“I think you can really see a person’s soul when
you’re nightswimming in a lake with them,” she went on.
“Every compulsion they have is written on their face.”
She slid down into the water and stood in front of
him, watching his eyes intently. He realized he had no
desire left in him anymore, even as her breasts bobbed on
the surface of the water, a tease for his eyes only. Alarm
rose swift within him as reality came crashing back.

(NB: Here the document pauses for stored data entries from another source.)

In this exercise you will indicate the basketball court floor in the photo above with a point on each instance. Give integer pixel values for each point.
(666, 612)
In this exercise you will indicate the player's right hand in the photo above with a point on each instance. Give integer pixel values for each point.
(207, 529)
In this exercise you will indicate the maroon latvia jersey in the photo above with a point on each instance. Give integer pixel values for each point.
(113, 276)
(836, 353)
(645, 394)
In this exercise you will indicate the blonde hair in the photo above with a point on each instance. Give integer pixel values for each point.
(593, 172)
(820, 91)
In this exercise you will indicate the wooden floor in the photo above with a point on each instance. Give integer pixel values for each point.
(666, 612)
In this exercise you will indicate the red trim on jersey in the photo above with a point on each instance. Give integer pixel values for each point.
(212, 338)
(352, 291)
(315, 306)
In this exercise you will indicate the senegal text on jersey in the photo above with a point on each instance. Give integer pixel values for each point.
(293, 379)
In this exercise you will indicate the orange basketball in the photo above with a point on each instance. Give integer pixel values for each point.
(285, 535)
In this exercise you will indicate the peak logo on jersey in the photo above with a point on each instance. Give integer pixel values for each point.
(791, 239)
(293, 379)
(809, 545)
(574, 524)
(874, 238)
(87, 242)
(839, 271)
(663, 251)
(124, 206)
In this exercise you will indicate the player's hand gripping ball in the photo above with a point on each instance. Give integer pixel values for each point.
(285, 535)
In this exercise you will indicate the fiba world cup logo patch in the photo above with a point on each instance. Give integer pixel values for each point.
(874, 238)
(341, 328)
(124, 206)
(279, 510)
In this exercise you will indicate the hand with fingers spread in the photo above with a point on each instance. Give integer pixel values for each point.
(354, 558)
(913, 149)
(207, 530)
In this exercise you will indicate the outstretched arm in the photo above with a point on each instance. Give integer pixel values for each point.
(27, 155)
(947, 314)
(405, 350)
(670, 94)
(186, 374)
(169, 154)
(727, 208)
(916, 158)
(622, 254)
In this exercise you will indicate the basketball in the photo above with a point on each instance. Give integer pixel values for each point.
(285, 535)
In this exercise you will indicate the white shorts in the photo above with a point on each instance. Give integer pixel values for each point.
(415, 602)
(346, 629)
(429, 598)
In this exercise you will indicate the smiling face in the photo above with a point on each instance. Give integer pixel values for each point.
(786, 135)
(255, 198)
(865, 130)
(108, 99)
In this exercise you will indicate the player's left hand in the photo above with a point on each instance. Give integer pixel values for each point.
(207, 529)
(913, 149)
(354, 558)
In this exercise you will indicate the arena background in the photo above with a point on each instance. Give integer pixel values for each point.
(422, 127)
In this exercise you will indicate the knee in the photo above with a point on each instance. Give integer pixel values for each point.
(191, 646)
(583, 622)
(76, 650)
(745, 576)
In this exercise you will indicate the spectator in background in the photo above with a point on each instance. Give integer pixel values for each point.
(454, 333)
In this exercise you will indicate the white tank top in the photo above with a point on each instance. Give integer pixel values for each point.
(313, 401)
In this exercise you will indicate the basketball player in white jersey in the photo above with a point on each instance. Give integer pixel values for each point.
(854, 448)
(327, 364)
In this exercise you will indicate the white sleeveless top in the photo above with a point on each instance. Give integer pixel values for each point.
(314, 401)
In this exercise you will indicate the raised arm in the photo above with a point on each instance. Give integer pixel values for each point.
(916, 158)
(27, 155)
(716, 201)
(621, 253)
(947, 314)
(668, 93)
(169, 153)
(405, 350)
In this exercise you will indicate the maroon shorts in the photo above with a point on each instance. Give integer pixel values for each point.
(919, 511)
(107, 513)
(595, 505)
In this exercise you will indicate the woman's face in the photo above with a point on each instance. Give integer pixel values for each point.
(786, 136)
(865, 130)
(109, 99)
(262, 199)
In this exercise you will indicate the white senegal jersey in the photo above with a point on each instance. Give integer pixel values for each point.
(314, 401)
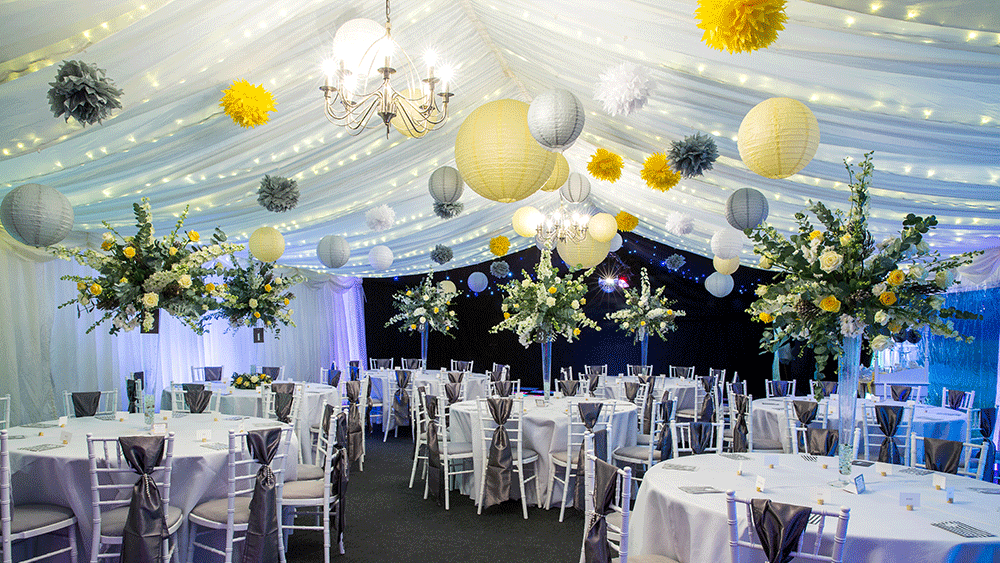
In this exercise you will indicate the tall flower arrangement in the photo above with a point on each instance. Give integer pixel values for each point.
(646, 311)
(139, 274)
(540, 309)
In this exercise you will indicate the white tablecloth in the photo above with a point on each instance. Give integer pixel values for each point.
(62, 475)
(693, 527)
(545, 431)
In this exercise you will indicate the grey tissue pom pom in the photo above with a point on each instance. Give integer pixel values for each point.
(447, 210)
(82, 91)
(278, 194)
(441, 254)
(694, 155)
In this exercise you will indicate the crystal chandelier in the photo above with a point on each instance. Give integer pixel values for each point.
(355, 91)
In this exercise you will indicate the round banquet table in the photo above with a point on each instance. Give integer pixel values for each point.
(62, 475)
(770, 425)
(693, 527)
(545, 431)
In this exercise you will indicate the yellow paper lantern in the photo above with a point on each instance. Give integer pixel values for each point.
(267, 244)
(560, 173)
(778, 137)
(496, 154)
(602, 227)
(724, 266)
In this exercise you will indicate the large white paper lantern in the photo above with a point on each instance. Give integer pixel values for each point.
(555, 119)
(267, 244)
(333, 251)
(36, 215)
(576, 189)
(746, 208)
(719, 285)
(778, 137)
(727, 243)
(380, 257)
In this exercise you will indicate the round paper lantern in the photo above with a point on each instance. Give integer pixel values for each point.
(497, 156)
(603, 227)
(724, 266)
(555, 119)
(560, 172)
(525, 221)
(446, 185)
(584, 254)
(719, 285)
(333, 251)
(478, 281)
(267, 244)
(727, 243)
(746, 209)
(778, 137)
(380, 257)
(576, 189)
(36, 215)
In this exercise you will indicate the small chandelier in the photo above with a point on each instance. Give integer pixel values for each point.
(350, 101)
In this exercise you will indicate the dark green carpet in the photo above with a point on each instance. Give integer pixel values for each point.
(389, 522)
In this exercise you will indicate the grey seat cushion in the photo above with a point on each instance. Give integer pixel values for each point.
(31, 516)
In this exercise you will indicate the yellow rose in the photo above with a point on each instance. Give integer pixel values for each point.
(830, 304)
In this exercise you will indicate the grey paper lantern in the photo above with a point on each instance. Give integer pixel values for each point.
(446, 185)
(576, 188)
(746, 209)
(36, 215)
(555, 119)
(333, 251)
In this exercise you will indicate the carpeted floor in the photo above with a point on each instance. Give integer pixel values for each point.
(389, 522)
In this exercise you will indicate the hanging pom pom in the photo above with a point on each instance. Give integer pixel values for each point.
(441, 254)
(82, 91)
(694, 155)
(500, 269)
(447, 210)
(624, 88)
(679, 223)
(278, 194)
(605, 165)
(380, 218)
(246, 104)
(740, 26)
(658, 173)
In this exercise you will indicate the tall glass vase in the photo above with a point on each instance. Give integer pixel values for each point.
(847, 393)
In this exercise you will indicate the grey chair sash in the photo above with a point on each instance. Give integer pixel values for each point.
(500, 463)
(261, 543)
(778, 527)
(85, 403)
(146, 524)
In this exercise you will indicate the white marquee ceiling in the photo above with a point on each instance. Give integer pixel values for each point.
(918, 82)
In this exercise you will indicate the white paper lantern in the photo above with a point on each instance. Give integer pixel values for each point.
(333, 251)
(267, 244)
(724, 266)
(746, 209)
(36, 215)
(576, 188)
(555, 119)
(446, 185)
(719, 285)
(478, 281)
(380, 257)
(727, 243)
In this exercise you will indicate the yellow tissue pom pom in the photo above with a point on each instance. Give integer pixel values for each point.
(499, 245)
(658, 173)
(626, 221)
(248, 105)
(605, 165)
(740, 26)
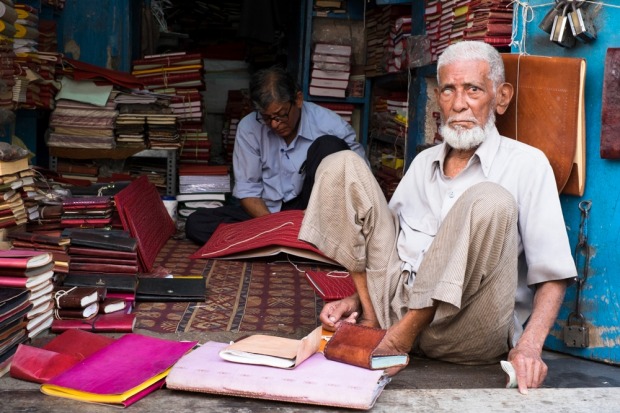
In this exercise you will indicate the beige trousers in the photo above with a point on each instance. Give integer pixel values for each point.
(469, 271)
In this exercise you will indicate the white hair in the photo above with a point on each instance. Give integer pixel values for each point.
(466, 51)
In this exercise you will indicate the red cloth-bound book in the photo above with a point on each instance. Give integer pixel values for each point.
(260, 237)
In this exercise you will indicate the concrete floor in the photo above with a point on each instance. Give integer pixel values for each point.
(572, 385)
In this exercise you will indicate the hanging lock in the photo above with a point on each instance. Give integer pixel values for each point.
(546, 24)
(576, 335)
(581, 23)
(560, 32)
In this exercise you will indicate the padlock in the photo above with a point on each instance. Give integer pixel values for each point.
(576, 335)
(560, 32)
(581, 24)
(546, 24)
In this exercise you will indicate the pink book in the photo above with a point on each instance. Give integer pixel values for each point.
(316, 381)
(121, 373)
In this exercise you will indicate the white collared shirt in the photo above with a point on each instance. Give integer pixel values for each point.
(425, 195)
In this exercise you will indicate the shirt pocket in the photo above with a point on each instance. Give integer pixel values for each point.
(427, 224)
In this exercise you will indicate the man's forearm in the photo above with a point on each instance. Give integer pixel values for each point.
(547, 302)
(255, 207)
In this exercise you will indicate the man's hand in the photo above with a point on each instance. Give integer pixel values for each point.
(347, 309)
(531, 370)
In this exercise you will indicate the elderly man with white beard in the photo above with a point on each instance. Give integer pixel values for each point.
(469, 261)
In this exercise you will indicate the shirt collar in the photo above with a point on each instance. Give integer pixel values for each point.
(486, 153)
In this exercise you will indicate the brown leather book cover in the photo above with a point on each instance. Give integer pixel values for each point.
(610, 111)
(356, 344)
(548, 112)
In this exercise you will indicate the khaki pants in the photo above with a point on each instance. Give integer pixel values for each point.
(469, 271)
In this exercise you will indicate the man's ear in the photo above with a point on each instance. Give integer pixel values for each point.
(299, 99)
(503, 97)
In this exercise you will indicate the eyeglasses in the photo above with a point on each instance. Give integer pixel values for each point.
(268, 120)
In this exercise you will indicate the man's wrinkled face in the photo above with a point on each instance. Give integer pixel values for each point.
(466, 97)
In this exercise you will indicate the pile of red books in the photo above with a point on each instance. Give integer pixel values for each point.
(331, 68)
(91, 212)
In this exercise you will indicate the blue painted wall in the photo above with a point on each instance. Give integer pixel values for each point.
(105, 33)
(599, 296)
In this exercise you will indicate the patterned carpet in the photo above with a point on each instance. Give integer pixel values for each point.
(242, 296)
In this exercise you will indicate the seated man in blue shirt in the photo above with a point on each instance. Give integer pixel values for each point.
(277, 150)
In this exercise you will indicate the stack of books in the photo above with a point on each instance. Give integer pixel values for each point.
(83, 125)
(331, 67)
(180, 76)
(12, 210)
(345, 110)
(325, 8)
(31, 271)
(237, 106)
(195, 148)
(380, 21)
(7, 65)
(103, 258)
(397, 55)
(202, 186)
(131, 121)
(26, 29)
(39, 86)
(80, 170)
(490, 21)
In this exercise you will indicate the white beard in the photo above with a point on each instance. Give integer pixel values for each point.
(464, 139)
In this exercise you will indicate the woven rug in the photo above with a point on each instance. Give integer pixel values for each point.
(242, 296)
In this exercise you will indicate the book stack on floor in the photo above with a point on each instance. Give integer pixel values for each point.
(80, 170)
(33, 271)
(331, 67)
(12, 210)
(379, 23)
(490, 22)
(90, 308)
(14, 305)
(91, 212)
(104, 258)
(201, 186)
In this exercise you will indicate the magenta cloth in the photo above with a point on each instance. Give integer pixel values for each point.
(123, 365)
(144, 215)
(316, 381)
(277, 229)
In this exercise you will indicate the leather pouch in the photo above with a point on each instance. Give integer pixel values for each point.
(171, 289)
(356, 344)
(103, 240)
(112, 282)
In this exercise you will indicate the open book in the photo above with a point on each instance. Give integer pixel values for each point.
(261, 237)
(273, 351)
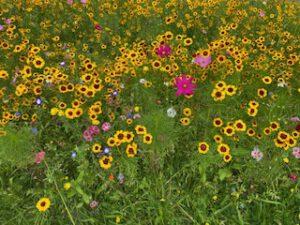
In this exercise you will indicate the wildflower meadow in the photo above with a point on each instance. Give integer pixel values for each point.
(149, 112)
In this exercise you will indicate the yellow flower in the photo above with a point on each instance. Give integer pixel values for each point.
(43, 204)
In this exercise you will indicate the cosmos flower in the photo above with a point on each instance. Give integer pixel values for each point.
(295, 119)
(39, 157)
(202, 61)
(106, 126)
(296, 152)
(43, 204)
(257, 154)
(164, 51)
(185, 85)
(94, 204)
(171, 112)
(93, 130)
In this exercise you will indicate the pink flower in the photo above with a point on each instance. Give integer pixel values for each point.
(106, 126)
(296, 152)
(295, 119)
(202, 61)
(293, 177)
(39, 157)
(98, 27)
(164, 51)
(8, 21)
(87, 135)
(185, 85)
(94, 130)
(257, 154)
(262, 13)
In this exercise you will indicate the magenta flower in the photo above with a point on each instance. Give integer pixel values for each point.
(39, 157)
(98, 27)
(293, 177)
(202, 61)
(106, 126)
(94, 130)
(296, 152)
(164, 51)
(262, 13)
(87, 135)
(295, 119)
(185, 85)
(257, 154)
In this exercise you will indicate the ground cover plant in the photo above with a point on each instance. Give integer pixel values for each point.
(149, 112)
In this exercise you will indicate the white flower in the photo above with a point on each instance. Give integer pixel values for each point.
(171, 112)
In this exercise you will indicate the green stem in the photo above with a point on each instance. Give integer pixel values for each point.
(62, 198)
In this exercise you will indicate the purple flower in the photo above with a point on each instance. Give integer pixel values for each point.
(8, 21)
(293, 177)
(257, 154)
(106, 126)
(295, 119)
(202, 61)
(73, 155)
(296, 152)
(164, 51)
(94, 130)
(185, 85)
(94, 204)
(87, 135)
(39, 157)
(38, 101)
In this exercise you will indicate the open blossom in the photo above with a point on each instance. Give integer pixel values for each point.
(164, 51)
(171, 112)
(295, 119)
(185, 85)
(87, 135)
(296, 152)
(94, 130)
(39, 157)
(202, 61)
(106, 126)
(257, 154)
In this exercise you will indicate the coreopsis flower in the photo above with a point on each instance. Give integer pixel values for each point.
(185, 85)
(257, 154)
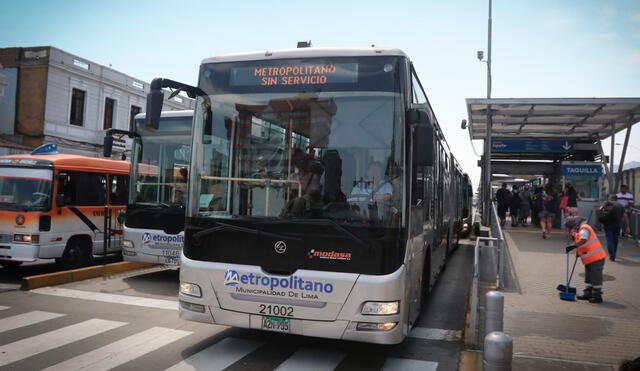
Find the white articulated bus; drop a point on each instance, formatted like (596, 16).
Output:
(154, 221)
(323, 198)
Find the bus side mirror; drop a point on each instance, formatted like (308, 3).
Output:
(423, 145)
(417, 117)
(60, 200)
(155, 99)
(108, 146)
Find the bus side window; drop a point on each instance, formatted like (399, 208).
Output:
(118, 191)
(85, 189)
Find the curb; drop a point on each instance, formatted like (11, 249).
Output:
(73, 275)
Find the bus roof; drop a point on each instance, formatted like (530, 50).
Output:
(179, 113)
(70, 162)
(305, 53)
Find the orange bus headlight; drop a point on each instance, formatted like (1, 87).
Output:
(26, 238)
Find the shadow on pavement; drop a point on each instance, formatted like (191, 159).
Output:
(43, 266)
(165, 282)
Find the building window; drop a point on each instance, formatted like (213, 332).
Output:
(77, 107)
(134, 111)
(109, 108)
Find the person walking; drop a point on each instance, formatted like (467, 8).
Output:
(514, 205)
(525, 205)
(549, 210)
(571, 207)
(536, 205)
(610, 214)
(503, 196)
(625, 198)
(592, 255)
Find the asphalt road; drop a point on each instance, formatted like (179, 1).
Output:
(130, 322)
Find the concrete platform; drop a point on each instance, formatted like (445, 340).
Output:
(552, 334)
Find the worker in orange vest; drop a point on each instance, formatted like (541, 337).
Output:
(592, 255)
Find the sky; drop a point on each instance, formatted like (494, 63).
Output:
(541, 48)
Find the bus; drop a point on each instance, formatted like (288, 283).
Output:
(60, 206)
(154, 220)
(323, 197)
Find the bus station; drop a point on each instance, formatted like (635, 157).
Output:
(203, 196)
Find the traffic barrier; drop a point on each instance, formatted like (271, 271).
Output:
(494, 312)
(73, 275)
(498, 352)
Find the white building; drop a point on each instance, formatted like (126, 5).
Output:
(51, 96)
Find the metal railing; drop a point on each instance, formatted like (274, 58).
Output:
(634, 224)
(499, 245)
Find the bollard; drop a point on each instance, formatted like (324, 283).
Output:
(494, 311)
(498, 352)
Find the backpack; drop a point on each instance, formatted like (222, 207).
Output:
(607, 214)
(537, 203)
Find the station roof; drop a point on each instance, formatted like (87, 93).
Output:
(580, 119)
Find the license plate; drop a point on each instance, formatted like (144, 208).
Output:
(170, 260)
(171, 253)
(277, 324)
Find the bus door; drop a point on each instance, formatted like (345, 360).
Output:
(118, 196)
(81, 200)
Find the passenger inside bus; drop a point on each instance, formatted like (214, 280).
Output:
(308, 177)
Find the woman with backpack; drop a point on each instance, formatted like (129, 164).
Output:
(525, 205)
(549, 210)
(569, 201)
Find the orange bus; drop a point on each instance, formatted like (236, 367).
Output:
(59, 206)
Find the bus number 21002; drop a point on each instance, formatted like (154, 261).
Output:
(276, 310)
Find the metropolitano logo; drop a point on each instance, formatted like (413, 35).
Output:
(231, 278)
(146, 238)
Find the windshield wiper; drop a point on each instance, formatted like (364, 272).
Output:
(197, 237)
(329, 221)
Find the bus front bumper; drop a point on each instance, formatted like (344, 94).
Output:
(21, 252)
(337, 329)
(134, 255)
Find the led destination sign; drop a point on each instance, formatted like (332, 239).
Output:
(295, 74)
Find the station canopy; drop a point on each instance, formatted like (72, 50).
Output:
(579, 119)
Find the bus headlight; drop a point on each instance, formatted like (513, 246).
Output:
(26, 238)
(190, 289)
(380, 307)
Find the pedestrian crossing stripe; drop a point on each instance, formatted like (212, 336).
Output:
(26, 319)
(312, 359)
(109, 298)
(54, 339)
(393, 364)
(435, 334)
(122, 351)
(218, 356)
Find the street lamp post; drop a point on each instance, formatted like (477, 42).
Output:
(487, 141)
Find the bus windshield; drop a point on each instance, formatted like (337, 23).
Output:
(302, 139)
(25, 189)
(160, 163)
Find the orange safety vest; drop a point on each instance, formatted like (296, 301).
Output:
(592, 250)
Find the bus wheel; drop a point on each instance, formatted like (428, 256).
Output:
(9, 264)
(75, 256)
(426, 277)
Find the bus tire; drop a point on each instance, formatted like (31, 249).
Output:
(76, 255)
(426, 277)
(7, 264)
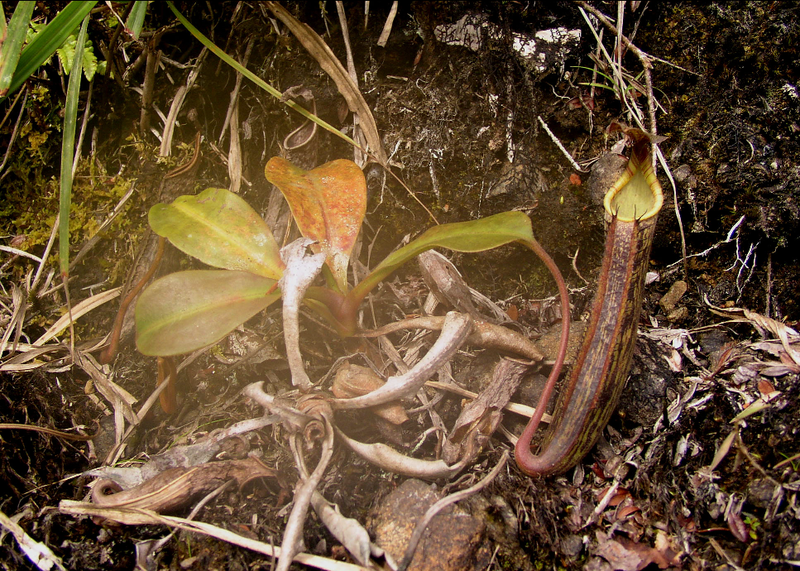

Suddenly it felt very important to get out of the
water.
“I’m really tired,” he said. “Maybe we should head
back to the cabin.”
She regarded him silently for a moment. “Sure. I’ll
race you to the dock.”
He meant to shake his head, or perhaps to say,
“I’m too tired to race,” but neither of those things were
possible. His throat felt crowded, like a vase crammed with
vines. When he tried to pull his feet up from the bottom of
the lake, they remained stuck in the mud as though he had
stepped unknowingly into a bog. He looked for her in a
panic, needing her to see him, but she had already turned
away and was stroking toward the dock.
As a cloud passed over the moon, his vision went
dark and didn’t return. Had she poisoned him? Slipped a
psychotropic drug into his food? He felt changed, stiff, his
muscles twisted into painful ropes of compressed sinew.